听到赵主任的话,刘文摇了摇头,语气里带着无奈。
“老杨怎么说也是轧钢厂的厂长,和我们厂么有不少的合作。
再说他们都求到这份上了,真要是一口回绝,往后咱们厂跟轧钢厂打交道,怕是有些隔阂。”
听到牵扯到两个厂只见的合作,赵主任也是张了张嘴,终究没再反驳,只是重重叹了口气。
办公室里的气氛一下子就僵住了,只有墙上挂钟的滴答声,敲得人心里发沉。
过了好一会儿,刘文才像是做了某种决定。
“这样吧,这头野猪先匀给他们一半,剩下的留着给咱们厂的工人分了。
既给了轧钢厂那边的面子,也能让咱们厂的工人尝点荤腥,算是.....两全其美了。”
赵主任没说话,只是点了点头。事到如今,也只能这样了。
另一边,张明回到四合院时,院里正坐着不少人,
他们三三两两的凑在一起,还在讨论着定量减少和今天去粮站买粮的事情。
他一看这些人,也就明白了,这些人多半是今天请假去买粮的那些人,不然这个点不会都聚在院里。

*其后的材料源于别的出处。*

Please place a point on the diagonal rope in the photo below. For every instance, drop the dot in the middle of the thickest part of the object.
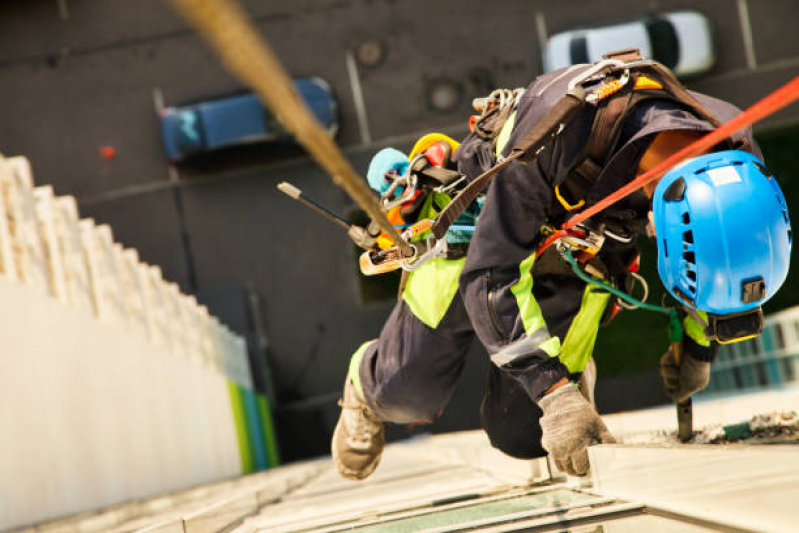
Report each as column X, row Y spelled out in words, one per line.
column 228, row 30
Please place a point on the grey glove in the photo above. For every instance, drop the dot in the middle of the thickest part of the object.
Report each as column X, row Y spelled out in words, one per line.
column 680, row 382
column 570, row 425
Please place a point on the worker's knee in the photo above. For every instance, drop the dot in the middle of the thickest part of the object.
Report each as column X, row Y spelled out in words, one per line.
column 403, row 401
column 510, row 417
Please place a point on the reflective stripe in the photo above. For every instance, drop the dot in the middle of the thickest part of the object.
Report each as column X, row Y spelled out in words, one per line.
column 430, row 290
column 520, row 348
column 529, row 310
column 504, row 133
column 579, row 342
column 695, row 329
column 354, row 371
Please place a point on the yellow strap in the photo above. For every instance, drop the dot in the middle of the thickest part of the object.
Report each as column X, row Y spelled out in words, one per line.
column 426, row 141
column 566, row 205
column 646, row 83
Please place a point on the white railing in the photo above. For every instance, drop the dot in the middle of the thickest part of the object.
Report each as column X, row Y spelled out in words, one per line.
column 771, row 359
column 46, row 246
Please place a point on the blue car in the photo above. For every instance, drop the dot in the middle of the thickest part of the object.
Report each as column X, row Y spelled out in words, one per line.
column 207, row 126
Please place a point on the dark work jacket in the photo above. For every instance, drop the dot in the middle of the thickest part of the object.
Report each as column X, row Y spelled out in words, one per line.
column 520, row 200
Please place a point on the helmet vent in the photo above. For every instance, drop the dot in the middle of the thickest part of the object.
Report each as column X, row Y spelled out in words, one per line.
column 675, row 191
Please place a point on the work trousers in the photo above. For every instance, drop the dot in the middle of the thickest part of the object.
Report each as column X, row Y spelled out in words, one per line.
column 410, row 372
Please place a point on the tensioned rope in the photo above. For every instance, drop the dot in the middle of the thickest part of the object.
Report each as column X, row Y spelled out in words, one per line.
column 228, row 30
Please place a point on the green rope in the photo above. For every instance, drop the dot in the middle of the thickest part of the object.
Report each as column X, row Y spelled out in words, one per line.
column 675, row 327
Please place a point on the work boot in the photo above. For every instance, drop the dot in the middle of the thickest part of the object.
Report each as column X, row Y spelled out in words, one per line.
column 359, row 437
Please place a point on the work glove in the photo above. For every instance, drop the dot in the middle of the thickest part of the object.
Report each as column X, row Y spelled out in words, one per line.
column 384, row 161
column 680, row 382
column 570, row 425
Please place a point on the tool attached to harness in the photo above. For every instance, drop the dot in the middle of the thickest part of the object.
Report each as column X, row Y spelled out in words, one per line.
column 614, row 87
column 419, row 193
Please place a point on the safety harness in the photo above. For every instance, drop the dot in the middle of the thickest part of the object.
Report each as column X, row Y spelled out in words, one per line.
column 627, row 80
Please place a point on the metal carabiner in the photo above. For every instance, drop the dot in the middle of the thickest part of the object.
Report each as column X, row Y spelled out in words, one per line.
column 438, row 249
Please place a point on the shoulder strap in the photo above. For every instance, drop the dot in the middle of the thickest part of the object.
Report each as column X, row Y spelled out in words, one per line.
column 528, row 148
column 656, row 82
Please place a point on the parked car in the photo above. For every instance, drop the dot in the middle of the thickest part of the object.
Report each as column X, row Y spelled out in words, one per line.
column 208, row 126
column 680, row 40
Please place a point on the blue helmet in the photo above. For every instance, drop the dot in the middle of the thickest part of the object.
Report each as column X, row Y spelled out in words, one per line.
column 723, row 233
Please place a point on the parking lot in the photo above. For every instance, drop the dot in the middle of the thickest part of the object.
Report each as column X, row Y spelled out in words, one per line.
column 80, row 75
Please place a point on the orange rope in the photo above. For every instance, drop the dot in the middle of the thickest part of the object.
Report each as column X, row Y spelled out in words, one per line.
column 772, row 103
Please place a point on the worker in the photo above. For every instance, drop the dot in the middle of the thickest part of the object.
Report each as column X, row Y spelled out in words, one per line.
column 538, row 320
column 409, row 373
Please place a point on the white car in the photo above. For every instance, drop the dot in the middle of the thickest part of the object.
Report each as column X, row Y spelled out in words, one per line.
column 681, row 40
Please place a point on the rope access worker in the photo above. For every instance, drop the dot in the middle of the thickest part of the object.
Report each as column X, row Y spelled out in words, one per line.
column 409, row 373
column 537, row 319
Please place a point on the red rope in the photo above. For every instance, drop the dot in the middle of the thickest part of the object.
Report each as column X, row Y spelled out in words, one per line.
column 772, row 103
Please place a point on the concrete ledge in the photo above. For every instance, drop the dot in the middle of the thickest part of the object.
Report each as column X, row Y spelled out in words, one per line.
column 744, row 487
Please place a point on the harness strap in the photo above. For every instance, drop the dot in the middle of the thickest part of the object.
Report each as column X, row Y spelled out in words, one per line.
column 525, row 151
column 657, row 82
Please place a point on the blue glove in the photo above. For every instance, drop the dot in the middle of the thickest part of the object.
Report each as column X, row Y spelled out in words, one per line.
column 384, row 161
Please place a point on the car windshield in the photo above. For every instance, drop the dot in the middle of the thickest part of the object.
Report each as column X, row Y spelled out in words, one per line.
column 665, row 45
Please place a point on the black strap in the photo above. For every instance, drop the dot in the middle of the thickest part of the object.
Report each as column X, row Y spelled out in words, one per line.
column 608, row 121
column 526, row 151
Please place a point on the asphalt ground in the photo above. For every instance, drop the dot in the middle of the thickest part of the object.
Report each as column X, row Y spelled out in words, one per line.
column 81, row 74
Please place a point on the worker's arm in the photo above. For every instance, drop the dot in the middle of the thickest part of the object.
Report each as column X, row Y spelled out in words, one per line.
column 693, row 373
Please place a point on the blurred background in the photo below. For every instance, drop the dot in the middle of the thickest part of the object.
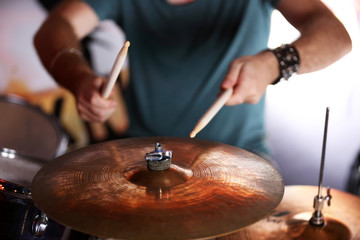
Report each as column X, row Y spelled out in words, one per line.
column 295, row 111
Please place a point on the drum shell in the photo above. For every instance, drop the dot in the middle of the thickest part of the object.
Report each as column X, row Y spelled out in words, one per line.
column 18, row 213
column 29, row 131
column 17, row 168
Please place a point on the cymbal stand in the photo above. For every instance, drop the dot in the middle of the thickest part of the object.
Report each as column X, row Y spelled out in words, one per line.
column 317, row 218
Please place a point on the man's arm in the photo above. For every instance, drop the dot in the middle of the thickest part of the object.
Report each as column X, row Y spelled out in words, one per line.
column 58, row 45
column 323, row 40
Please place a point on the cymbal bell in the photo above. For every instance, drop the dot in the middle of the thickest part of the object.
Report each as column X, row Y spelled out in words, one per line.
column 106, row 189
column 290, row 220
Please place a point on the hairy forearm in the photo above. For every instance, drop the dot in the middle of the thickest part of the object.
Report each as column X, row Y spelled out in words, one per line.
column 323, row 41
column 52, row 47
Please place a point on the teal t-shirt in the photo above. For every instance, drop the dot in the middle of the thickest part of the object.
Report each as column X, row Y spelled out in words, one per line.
column 178, row 57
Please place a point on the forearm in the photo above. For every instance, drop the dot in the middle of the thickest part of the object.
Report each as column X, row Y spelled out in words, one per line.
column 323, row 39
column 53, row 50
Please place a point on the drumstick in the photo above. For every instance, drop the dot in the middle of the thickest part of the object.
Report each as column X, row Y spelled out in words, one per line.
column 119, row 61
column 210, row 113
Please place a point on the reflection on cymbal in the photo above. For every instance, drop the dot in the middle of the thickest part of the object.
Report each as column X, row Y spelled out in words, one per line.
column 106, row 189
column 290, row 220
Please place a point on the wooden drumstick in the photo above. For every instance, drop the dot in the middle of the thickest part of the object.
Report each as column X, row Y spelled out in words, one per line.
column 211, row 112
column 119, row 61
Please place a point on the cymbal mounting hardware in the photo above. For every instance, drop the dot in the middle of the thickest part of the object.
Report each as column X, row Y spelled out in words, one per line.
column 40, row 224
column 317, row 218
column 158, row 160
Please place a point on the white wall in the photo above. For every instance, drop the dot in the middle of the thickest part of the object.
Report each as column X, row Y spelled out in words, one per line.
column 296, row 111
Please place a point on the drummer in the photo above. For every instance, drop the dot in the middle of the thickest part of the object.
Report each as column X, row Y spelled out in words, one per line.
column 184, row 53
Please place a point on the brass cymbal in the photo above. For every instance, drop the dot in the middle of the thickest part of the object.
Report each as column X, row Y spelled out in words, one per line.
column 290, row 220
column 107, row 191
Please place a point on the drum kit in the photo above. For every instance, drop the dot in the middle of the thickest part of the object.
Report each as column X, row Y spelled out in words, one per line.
column 163, row 188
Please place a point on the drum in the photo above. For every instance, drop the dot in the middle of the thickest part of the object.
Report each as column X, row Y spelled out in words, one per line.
column 17, row 168
column 29, row 131
column 21, row 220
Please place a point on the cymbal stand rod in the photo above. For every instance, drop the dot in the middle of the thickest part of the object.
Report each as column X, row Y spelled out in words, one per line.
column 323, row 152
column 317, row 217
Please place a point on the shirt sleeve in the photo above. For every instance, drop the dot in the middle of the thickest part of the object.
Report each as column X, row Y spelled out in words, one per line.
column 106, row 9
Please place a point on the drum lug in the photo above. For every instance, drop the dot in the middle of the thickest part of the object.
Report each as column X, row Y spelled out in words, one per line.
column 40, row 224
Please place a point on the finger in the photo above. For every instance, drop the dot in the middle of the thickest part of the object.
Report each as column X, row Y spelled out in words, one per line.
column 232, row 75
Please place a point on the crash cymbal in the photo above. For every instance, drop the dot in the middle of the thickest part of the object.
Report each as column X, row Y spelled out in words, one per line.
column 106, row 189
column 290, row 220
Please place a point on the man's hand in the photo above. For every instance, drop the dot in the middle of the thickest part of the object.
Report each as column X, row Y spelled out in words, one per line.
column 91, row 106
column 249, row 76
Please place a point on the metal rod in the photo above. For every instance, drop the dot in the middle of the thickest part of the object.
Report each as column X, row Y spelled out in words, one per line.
column 323, row 152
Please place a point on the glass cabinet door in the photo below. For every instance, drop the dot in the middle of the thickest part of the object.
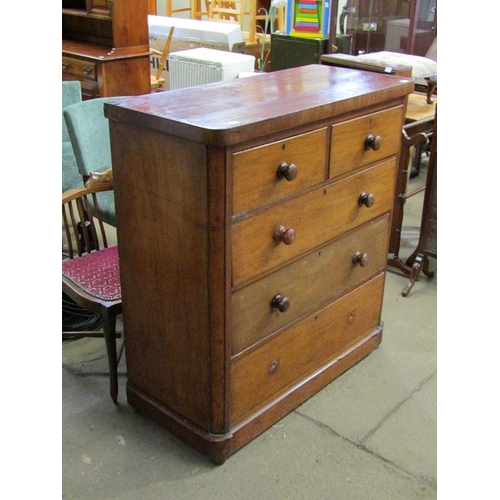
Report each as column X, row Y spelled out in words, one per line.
column 362, row 26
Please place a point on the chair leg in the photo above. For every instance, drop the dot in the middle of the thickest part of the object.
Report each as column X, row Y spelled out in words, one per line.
column 109, row 327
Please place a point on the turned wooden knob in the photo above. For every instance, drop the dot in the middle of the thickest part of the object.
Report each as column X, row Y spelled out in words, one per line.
column 285, row 171
column 373, row 142
column 284, row 235
column 281, row 303
column 366, row 199
column 360, row 259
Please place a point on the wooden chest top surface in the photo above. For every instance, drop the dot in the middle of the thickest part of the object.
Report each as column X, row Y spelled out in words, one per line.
column 226, row 113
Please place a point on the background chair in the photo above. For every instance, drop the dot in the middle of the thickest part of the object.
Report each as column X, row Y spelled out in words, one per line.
column 90, row 271
column 88, row 130
column 71, row 178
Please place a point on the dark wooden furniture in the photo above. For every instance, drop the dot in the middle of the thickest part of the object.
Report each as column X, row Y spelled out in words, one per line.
column 427, row 243
column 90, row 270
column 416, row 133
column 260, row 210
column 105, row 46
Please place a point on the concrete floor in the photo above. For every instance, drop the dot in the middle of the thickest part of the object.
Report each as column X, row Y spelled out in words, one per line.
column 370, row 434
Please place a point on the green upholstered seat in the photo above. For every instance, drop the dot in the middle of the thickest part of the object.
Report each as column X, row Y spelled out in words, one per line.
column 71, row 178
column 88, row 130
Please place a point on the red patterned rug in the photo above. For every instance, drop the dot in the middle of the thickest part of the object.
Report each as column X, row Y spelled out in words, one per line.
column 97, row 273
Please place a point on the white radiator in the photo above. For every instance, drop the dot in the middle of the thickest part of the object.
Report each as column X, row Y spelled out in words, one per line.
column 192, row 67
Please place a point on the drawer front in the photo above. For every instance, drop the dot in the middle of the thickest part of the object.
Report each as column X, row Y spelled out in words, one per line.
column 315, row 218
column 79, row 68
column 264, row 174
column 267, row 372
column 353, row 141
column 267, row 305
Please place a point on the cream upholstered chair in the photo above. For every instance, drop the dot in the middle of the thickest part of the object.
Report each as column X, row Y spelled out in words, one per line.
column 421, row 68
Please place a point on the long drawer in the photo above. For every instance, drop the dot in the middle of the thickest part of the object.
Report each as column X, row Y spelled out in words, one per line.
column 269, row 304
column 281, row 363
column 262, row 242
column 267, row 173
column 364, row 140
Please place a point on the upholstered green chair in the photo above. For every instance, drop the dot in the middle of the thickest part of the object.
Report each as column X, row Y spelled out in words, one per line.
column 88, row 130
column 71, row 178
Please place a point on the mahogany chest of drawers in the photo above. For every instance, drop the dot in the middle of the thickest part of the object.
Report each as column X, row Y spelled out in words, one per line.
column 253, row 228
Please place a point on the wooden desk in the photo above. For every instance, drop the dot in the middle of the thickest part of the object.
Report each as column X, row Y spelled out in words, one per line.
column 260, row 212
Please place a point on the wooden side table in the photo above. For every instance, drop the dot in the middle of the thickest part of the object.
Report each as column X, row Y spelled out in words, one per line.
column 417, row 131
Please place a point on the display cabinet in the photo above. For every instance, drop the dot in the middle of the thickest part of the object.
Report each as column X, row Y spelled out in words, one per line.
column 105, row 46
column 362, row 26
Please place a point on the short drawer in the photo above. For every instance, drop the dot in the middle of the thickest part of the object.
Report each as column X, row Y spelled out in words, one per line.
column 267, row 372
column 267, row 173
column 79, row 68
column 269, row 304
column 364, row 140
column 293, row 228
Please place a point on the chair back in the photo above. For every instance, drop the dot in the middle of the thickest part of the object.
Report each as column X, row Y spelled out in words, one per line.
column 71, row 94
column 88, row 129
column 83, row 223
column 89, row 132
column 71, row 178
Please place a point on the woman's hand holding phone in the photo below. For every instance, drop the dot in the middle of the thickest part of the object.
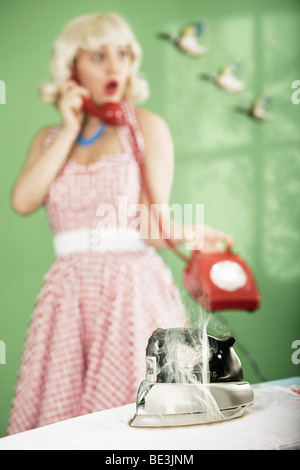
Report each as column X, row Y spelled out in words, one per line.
column 70, row 104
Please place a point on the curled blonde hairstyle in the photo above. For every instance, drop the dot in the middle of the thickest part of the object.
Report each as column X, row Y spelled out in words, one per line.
column 90, row 32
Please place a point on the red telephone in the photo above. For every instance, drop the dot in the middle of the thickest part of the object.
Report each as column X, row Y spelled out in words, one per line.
column 218, row 281
column 110, row 113
column 221, row 281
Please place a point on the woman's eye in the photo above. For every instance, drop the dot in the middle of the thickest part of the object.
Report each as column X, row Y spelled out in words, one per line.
column 122, row 53
column 98, row 56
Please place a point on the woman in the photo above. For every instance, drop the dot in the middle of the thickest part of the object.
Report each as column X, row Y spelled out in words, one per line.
column 105, row 294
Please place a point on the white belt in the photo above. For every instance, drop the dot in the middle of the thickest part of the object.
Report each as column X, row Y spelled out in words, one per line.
column 107, row 239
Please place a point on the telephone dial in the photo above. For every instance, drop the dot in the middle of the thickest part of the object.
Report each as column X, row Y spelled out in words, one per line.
column 221, row 281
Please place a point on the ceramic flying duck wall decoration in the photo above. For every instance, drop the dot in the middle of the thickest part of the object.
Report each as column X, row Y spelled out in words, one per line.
column 258, row 110
column 227, row 78
column 187, row 40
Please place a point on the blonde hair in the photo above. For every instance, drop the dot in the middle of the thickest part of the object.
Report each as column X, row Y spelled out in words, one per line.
column 91, row 32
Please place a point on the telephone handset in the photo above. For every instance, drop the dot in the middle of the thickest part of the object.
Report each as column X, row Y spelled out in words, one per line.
column 110, row 113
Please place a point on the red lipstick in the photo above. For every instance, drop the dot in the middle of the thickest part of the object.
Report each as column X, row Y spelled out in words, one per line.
column 111, row 87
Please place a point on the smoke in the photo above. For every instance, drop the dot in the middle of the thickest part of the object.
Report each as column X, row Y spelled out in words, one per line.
column 178, row 359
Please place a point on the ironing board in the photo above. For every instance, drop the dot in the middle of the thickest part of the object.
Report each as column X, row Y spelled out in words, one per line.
column 273, row 422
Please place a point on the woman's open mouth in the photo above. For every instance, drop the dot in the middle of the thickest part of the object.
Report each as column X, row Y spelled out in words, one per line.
column 111, row 87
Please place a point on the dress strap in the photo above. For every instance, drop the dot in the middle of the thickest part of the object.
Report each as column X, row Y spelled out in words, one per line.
column 51, row 136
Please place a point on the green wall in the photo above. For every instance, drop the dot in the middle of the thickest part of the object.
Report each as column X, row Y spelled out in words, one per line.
column 246, row 173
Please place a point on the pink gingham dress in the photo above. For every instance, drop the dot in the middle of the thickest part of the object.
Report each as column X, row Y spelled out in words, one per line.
column 85, row 350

众人也瞧见了张明,有人想打招呼,见他神色平淡,又把话咽了回去。
张明也没理会他们,径直往自己屋里走。
“哼,倒挺神气。”
阎埠贵看着他的背影,低声嗤笑一声,转身进了自己临时住的小屋。
屋里,阎解成正躺在床上哼哼唧唧。
见他进来,立刻嚷嚷:“爸,快把尿盆给我端过来,我快憋不住了!”
阎埠贵心里本就憋着气,听儿子指使自己给他端尿盆,火更大了。